Antes que Ricardo respondesse, doutor Augusto entrou no salão acompanhado da auditora e de um oficial de justiça.

O advogado falou com serenidade.

— Toda a documentação apresentada foi analisada dentro da lei e já integra os procedimentos judiciais cabíveis.

Ricardo perdeu completamente o controle.

— Isso é uma armação!

Augusto abriu uma pasta.

— Os registros bancários foram emitidos pelas próprias instituições financeiras.

A auditora completou:

— As transferências coincidem exatamente com a compra do imóvel.

Ricardo tentou caminhar até mim.

— Helena, podemos conversar.

Afastei-me um passo.

— Durante quinze anos eu conversei. Você preferiu mentir.

Camila finalmente falou, com a voz trêmula.

— Ricardo... você disse que tudo estava resolvido.

Ele não respondeu.

Pela primeira vez, ela percebeu que também havia sido usada.


Os dias seguintes transformaram completamente nossas vidas.

A Justiça determinou o bloqueio dos bens vinculados às operações investigadas.

A tentativa de hipotecar o patrimônio nunca foi concluída porque eu jamais assinei os documentos.

Graças às provas reunidas antecipadamente, a empresa conseguiu preservar suas atividades enquanto as responsabilidades eram apuradas.

Os sócios afastaram Ricardo da administração.

As investigações seguiram seu curso.

Cada pessoa envolvida respondeu pelos próprios atos conforme a legislação.

Eu não comemorei.

Vingança nunca foi meu objetivo.

O que eu queria era impedir que minha vida fosse destruída por uma mentira.

Meses depois, caminhei pela sede da empresa completamente reformulada.
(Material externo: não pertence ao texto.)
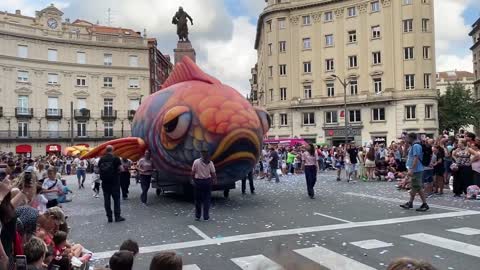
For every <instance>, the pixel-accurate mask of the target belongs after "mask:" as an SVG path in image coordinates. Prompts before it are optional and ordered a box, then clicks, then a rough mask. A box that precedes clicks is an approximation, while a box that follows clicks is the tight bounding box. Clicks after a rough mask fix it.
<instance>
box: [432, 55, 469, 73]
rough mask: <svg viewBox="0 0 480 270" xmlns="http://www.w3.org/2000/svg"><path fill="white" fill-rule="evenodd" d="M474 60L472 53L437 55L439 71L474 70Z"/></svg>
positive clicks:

Os funcionários me receberam com respeito.

Muitos se aproximaram.

— Helena, obrigado por não desistir da empresa.

Sorri.

— Esta empresa sempre pertenceu às pessoas que trabalharam honestamente por ela.

Na saída, encontrei doutor Augusto.

— Como está se sentindo?

Olhei para o céu limpo daquela manhã.

Sorri pela primeira vez em muito tempo.

— Em paz.

Ele respondeu:

— A senhora venceu porque escolheu agir com inteligência, não com impulso.

Concordei em silêncio.

Percebi então que perder um casamento não significava perder a própria história.

Às vezes, o fim de uma ilusão é justamente o começo de uma vida mais verdadeira.

Enquanto entrava no carro, meu telefone vibrou.

Era uma mensagem de uma antiga amiga.

"Vamos almoçar? Acho que você merece celebrar um novo começo."

Sorri.

Apaguei definitivamente o último contato de Ricardo.

Liguei o carro.

Olhei pelo retrovisor apenas uma vez.

Depois segui em frente.

Sem ódio.

Sem medo.

E, pela primeira vez em muitos anos, completamente livre.


‼️‼️‼️Nota final para o leitor: Esta história é inteiramente híbrida e ficcional. Qualquer semelhança com pessoas, eventos ou instituições reais é mera coincidência e não deve ser interpretada como fato jornalístico.